Proceedings of the sixteenth international workshop on Data warehousing and OLAP
Hi-index | 0.00 |
Integrating data mining algorithms with a relational DBMS is an important problem for database programmers. We introduce three SQL implementations of the popular K-means clustering algorithm to integrate it with a relational DBMS: 1) a straightforward translation of K-means computations into SQL, 2) an optimized version based on improved data organization, efficient indexing, sufficient statistics, and rewritten queries, and 3) an incremental version that uses the optimized version as a building block with fast convergence and automated reseeding.
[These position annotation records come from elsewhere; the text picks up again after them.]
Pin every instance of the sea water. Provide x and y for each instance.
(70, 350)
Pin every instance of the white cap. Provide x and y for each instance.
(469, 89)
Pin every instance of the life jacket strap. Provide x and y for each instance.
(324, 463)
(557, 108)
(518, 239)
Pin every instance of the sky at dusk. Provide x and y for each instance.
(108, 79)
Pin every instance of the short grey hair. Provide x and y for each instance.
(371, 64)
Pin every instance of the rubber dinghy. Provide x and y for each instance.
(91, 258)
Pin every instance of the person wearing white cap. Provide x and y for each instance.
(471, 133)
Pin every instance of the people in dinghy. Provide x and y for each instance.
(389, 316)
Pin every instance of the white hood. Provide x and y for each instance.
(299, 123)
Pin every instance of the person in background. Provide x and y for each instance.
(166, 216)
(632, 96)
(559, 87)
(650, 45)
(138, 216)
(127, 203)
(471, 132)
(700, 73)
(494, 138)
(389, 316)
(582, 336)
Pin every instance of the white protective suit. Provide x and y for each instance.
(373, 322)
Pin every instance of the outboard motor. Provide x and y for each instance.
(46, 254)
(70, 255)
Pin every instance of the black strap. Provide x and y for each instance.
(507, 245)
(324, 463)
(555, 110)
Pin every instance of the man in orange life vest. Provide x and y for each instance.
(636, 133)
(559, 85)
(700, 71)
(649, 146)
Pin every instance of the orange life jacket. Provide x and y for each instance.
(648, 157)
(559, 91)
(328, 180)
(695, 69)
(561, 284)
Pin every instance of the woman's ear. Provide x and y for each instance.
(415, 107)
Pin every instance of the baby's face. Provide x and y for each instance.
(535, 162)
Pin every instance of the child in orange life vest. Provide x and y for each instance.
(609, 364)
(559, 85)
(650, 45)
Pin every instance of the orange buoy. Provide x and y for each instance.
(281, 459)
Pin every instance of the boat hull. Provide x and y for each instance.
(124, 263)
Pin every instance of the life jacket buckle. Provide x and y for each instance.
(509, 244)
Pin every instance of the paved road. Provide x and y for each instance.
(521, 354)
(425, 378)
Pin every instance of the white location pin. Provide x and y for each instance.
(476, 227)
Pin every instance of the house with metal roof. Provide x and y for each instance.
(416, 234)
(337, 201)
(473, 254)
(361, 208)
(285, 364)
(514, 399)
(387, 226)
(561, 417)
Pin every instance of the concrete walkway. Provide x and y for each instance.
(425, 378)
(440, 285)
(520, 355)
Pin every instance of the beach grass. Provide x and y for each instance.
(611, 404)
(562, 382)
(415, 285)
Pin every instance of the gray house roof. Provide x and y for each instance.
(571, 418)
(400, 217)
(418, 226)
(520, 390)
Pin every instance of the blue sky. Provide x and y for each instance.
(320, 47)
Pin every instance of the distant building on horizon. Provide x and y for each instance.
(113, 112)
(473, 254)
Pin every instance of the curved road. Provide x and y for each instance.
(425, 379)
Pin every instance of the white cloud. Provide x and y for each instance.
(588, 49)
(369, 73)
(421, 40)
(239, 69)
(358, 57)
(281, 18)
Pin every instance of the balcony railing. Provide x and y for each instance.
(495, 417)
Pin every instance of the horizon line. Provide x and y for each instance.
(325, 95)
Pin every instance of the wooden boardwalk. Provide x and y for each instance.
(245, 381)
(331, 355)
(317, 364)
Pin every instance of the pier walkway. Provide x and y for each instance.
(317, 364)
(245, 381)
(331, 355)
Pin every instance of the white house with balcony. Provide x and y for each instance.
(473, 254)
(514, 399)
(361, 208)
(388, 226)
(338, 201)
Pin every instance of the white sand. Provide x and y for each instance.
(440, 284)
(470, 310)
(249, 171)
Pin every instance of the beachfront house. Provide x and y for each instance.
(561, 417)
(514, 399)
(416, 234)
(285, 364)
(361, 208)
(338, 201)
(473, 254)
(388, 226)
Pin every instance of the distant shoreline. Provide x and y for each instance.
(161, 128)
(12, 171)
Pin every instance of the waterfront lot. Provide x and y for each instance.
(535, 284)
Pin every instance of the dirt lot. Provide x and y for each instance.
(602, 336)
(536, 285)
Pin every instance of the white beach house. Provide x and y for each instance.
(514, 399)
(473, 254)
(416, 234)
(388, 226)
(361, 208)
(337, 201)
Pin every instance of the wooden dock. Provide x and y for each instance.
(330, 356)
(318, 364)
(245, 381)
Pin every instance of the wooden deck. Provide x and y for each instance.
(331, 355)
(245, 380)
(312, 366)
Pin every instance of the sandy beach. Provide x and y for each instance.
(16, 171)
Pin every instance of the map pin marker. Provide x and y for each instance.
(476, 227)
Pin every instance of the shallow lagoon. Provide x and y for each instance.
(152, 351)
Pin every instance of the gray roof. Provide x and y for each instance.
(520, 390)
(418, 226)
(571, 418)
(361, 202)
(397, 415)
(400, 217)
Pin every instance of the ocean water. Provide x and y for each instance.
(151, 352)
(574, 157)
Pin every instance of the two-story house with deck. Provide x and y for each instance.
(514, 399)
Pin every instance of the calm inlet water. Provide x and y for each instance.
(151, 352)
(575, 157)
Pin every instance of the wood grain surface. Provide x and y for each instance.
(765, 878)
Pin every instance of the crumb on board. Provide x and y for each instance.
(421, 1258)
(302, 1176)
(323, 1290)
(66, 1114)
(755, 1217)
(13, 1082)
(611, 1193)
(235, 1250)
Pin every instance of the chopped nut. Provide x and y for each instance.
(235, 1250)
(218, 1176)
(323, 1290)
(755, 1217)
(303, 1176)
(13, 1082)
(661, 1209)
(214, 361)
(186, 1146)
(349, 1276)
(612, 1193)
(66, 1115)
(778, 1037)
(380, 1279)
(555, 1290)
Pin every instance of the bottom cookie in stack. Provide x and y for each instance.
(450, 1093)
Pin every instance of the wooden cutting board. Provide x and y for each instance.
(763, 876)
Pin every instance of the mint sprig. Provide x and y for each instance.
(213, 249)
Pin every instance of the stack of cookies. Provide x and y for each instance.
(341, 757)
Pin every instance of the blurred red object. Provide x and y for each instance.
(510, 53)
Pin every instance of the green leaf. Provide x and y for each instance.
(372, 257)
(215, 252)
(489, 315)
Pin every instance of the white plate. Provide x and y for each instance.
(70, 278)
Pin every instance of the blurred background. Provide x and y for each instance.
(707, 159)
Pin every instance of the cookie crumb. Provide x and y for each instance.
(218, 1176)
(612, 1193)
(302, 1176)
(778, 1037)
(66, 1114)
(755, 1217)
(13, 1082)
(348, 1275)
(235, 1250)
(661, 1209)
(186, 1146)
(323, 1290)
We experimentally show the proposed K-means implementations work correctly and can cluster large data sets. We identify which K-means computations are more critical for performance. The optimized and incremental K-means implementations exhibit linear scalability. We compare K-means implementations in SQL and C++ with respect to speed and scalability and we also study the time to export data sets outside of the DBMS. Experiments show that SQL overhead is significant for small data sets, but relatively low for large data sets, whereas export times become a bottleneck for C++.